I was thinking about next gen chess engines, and I was reading some information on different GO engines. And that got me to thinking about integrated Monte Carlo.

One of the reason some of the Go programs have gotten better is that at least one of the better programs uses Monte Carlo.

Ok, for those that don’t know what Monte Carlo is (at least as far as programing games): The computer, when in Monte Carlo mode, in addition to its normal evaluations, also has at least one CPU core devoted to playing thousands of mini games.

Ok, Aquarium (aka Rybka), has the ability for monte carlo analysis. But Monte Carlo isn’t in the chess engine itself. (So its available regardless of which engine is loaded into Aquarium.) I think its availiable only in analysis mode within Aquarium.

But I wonder if the next generation chess engines will incorporate that as an actualy part of the engine.

I suspect if they did try to do that, the chess engines wouldn’t be compatible with current chess shells like Aquarium, Fritz, Chessmaster, Babeschess, etc.

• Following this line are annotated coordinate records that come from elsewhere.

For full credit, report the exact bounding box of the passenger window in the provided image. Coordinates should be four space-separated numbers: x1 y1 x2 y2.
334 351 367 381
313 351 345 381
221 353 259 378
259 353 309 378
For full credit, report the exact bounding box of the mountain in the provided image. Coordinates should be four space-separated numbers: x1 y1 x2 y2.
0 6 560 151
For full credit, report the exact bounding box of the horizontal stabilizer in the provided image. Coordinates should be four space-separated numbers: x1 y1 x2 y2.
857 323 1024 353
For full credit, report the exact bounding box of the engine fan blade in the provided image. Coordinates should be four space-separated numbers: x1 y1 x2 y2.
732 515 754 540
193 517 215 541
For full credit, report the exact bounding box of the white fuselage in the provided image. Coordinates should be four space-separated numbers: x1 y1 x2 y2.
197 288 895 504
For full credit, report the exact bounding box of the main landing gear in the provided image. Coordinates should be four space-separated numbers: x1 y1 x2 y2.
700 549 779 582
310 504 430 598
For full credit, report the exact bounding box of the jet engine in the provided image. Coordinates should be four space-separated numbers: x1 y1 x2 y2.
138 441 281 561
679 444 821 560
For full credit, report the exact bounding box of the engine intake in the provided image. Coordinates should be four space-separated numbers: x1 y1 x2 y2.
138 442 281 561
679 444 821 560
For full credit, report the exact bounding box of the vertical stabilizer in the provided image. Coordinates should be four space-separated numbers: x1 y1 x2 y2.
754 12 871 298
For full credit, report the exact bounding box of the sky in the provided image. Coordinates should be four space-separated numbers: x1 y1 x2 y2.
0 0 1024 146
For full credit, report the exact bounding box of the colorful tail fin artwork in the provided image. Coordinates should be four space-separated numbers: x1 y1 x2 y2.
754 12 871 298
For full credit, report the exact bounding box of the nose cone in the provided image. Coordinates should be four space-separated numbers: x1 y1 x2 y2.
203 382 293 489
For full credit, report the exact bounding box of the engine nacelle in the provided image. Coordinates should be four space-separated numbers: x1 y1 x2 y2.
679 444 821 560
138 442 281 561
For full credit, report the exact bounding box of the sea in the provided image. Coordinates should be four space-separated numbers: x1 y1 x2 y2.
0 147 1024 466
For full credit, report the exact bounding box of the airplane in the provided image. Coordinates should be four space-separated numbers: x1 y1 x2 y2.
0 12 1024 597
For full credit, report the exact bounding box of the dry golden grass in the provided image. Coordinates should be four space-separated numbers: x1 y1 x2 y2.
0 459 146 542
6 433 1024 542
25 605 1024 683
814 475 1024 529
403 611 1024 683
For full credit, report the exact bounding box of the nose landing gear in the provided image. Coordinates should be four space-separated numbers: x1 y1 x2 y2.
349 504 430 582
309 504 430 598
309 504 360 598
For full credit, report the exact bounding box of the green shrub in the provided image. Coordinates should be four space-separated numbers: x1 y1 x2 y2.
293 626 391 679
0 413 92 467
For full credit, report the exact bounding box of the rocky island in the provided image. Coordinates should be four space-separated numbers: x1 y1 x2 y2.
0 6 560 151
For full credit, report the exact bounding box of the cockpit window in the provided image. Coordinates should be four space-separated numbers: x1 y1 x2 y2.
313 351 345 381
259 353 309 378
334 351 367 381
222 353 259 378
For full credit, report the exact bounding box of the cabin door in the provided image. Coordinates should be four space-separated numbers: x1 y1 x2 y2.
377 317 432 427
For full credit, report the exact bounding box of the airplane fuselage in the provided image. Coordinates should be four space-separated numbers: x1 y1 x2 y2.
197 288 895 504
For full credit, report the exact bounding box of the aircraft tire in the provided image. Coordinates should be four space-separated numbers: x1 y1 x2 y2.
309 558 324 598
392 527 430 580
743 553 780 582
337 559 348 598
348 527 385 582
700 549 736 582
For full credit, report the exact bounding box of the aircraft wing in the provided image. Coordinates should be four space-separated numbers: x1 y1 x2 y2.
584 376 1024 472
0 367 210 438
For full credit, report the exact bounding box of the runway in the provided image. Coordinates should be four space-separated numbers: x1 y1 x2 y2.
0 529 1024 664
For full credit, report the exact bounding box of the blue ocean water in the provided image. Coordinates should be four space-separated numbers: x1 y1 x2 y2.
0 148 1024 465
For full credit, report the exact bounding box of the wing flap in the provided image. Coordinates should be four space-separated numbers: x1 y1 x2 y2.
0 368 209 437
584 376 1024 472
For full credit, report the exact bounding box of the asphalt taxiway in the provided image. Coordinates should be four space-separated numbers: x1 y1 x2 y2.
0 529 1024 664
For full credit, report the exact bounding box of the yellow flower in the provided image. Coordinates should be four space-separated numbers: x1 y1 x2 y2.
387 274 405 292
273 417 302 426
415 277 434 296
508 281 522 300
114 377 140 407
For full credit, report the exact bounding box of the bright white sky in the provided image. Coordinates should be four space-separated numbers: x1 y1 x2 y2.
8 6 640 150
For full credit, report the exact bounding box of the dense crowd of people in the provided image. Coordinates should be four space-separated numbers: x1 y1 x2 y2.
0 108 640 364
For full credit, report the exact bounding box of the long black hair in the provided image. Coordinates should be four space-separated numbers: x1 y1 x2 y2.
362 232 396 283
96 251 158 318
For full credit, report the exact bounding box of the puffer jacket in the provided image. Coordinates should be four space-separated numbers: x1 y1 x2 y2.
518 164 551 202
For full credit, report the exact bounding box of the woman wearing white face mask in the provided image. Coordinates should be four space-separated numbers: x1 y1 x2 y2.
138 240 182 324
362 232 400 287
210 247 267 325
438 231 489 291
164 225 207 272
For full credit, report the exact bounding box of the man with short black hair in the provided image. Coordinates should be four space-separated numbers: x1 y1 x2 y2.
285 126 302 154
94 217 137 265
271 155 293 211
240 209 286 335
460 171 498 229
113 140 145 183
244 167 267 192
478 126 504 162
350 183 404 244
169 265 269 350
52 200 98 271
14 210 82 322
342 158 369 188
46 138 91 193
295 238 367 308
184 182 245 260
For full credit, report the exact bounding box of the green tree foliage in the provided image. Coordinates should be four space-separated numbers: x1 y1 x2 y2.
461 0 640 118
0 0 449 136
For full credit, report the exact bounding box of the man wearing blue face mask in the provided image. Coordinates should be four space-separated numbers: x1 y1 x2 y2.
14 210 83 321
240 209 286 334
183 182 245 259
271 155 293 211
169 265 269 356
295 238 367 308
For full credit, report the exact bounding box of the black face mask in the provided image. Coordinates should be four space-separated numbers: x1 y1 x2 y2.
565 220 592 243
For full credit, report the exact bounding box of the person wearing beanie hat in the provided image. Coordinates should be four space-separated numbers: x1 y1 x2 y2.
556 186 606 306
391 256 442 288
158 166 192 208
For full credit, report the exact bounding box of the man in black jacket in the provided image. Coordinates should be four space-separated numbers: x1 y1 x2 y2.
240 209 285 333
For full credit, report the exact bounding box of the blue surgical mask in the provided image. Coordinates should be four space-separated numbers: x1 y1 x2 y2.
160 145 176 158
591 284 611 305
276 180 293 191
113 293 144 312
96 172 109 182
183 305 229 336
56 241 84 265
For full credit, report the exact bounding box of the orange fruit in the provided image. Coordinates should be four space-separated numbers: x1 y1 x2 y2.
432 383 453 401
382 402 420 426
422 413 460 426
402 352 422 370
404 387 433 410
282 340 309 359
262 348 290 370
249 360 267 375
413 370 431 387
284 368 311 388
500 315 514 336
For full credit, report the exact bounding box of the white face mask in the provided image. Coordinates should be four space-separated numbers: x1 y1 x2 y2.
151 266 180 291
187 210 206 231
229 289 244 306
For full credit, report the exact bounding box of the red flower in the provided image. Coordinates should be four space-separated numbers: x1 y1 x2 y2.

Still, it might be the next logical step in chess engines. Hard to say. It may not amount to any noticable performance gain. Even if its measurable, I wouldn’t expect it to be a huge gain.

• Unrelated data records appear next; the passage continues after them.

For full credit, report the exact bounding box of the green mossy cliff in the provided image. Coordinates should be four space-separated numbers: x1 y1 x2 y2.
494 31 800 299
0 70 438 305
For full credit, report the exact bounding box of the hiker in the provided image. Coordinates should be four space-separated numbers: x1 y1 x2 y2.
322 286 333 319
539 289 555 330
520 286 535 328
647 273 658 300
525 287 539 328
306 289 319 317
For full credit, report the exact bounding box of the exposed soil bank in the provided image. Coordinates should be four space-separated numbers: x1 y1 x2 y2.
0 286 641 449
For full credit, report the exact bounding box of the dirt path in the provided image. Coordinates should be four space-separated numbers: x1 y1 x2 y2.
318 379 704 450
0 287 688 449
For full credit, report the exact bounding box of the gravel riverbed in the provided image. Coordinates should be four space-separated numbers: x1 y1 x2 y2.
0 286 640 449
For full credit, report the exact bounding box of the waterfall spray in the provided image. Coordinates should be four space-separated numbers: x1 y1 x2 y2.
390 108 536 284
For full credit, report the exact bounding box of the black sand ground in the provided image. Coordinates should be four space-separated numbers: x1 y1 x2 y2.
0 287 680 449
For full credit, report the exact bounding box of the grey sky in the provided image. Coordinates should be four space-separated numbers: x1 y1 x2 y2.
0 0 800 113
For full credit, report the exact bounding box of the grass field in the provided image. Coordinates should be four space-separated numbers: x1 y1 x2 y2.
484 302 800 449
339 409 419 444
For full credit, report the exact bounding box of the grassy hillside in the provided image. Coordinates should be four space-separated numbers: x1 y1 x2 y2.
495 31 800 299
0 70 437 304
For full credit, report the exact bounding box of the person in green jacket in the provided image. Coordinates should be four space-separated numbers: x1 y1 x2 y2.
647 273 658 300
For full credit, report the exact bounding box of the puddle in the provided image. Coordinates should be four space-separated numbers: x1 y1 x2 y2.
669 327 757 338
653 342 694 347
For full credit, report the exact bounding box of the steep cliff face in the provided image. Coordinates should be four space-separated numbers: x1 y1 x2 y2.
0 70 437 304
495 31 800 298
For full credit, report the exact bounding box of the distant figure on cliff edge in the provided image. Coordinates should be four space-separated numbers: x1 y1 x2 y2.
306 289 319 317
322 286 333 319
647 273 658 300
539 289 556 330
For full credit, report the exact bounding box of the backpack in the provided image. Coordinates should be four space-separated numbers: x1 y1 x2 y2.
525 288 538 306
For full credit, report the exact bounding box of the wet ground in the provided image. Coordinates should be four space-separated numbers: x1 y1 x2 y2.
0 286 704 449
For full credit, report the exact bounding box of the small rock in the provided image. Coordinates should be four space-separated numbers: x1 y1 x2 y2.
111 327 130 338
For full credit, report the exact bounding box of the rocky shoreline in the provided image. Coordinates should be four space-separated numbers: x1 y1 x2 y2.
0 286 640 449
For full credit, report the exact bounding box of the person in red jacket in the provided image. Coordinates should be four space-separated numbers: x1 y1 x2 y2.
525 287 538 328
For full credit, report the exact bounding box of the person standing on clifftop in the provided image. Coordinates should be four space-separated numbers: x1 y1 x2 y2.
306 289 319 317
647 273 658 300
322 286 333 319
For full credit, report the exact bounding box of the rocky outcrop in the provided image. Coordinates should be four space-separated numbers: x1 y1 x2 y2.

You have to be right. The backgammon program JellyFish relied heavily on Monte Carlo simulation in development (as opposed to use in actual play, which I believe is your point).

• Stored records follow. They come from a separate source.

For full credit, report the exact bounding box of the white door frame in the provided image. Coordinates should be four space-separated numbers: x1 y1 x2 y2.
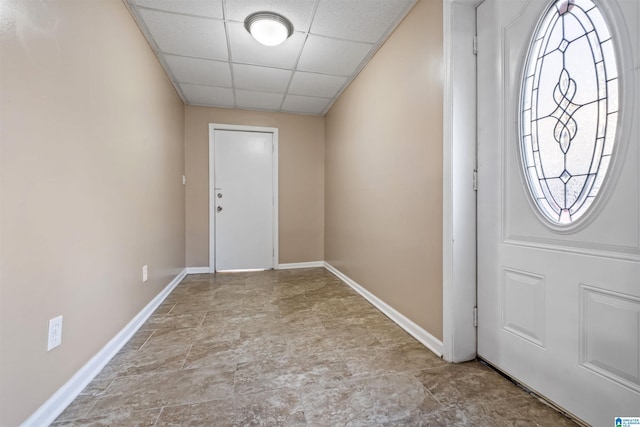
442 0 481 362
209 123 279 273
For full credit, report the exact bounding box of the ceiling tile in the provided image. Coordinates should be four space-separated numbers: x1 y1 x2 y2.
282 95 331 114
140 9 229 60
226 0 318 32
236 90 284 111
228 22 305 68
298 35 373 76
289 71 347 98
134 0 224 19
311 0 413 43
180 83 235 107
233 64 291 92
164 55 231 87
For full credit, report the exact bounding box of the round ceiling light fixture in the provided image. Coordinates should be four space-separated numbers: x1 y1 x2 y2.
244 12 293 46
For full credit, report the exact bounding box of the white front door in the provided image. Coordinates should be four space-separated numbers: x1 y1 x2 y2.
210 130 275 271
477 0 640 426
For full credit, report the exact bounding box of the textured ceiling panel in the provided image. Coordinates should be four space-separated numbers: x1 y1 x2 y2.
289 71 347 98
180 84 235 108
236 90 284 111
298 35 373 76
135 0 224 19
140 9 229 61
127 0 417 115
233 64 291 93
164 55 231 87
311 0 413 43
282 95 331 114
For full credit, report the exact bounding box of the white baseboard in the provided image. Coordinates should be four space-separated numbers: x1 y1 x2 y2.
278 261 324 270
324 262 444 357
187 267 211 274
21 270 186 427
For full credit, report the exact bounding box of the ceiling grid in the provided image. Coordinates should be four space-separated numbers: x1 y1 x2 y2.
125 0 418 115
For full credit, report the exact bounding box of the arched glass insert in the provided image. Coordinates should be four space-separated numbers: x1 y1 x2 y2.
520 0 619 225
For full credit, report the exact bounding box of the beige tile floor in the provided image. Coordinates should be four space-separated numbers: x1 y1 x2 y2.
53 268 574 427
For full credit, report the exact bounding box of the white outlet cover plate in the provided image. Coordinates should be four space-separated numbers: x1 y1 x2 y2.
47 316 62 351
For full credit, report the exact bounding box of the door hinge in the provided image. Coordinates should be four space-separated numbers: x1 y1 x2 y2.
473 169 478 191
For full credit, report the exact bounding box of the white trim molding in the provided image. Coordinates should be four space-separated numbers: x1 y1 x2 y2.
278 261 325 270
324 262 443 357
21 270 187 427
187 267 213 274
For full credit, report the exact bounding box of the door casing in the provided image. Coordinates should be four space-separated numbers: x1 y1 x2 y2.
209 123 279 273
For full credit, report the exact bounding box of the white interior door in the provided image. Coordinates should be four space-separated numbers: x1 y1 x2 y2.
211 130 275 271
477 0 640 426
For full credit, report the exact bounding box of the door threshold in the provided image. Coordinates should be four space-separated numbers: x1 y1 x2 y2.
476 356 591 427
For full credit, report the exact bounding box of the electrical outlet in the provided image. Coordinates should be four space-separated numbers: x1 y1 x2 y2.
47 316 62 351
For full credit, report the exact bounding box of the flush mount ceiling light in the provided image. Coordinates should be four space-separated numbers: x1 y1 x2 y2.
244 12 293 46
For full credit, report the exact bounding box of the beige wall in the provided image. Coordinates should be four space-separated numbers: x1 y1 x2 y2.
325 0 443 339
185 107 324 267
0 0 185 426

I’d assumed that Monte Carlo simulation would have limited applicability to chess and virtually none to Go, but this article proves otherwise. Programs developed using Monte Carlo simulations can play with the best humans at 9x9 Go, and have reached 4 dan at 19x19 Go.

A move that loses by force may score exceptionally well in Monte Carlo simulations (as those of us who have suffered at the hands of gambiteers know well). More to the point, two moves that have similar evaluations based on alpha-beta pruning are not necessarily equally challenging to the opponent.

Maybe the main (alpha-beta) routine reports out to the Monte Carlo subroutine: “I can’t make any meaningful distinction between the strength of these moves.” The subroutine plays a few thousand blitz games and reports back.

From what I understand, Monte Carlo games can play out some of the more unusual lines that the engine wouldn’t pick at the best continuation. So its more of a statistical oddety that occasionally, one of the mini games the engine is playing might actually prove to be better than any of its normal evaluations.

Good for muddy waters, where positions, even with best evaluations, would be difficult for an engine to pick out a best line (drawish?) in a time control scenerio. In that case, a random test game in monte carlo might actually spit out a winning line.

I would also think that given more time… say overnight analysis, the monte carlo portion of the engine would have less and less probability for improvment over the engine’s best line pick.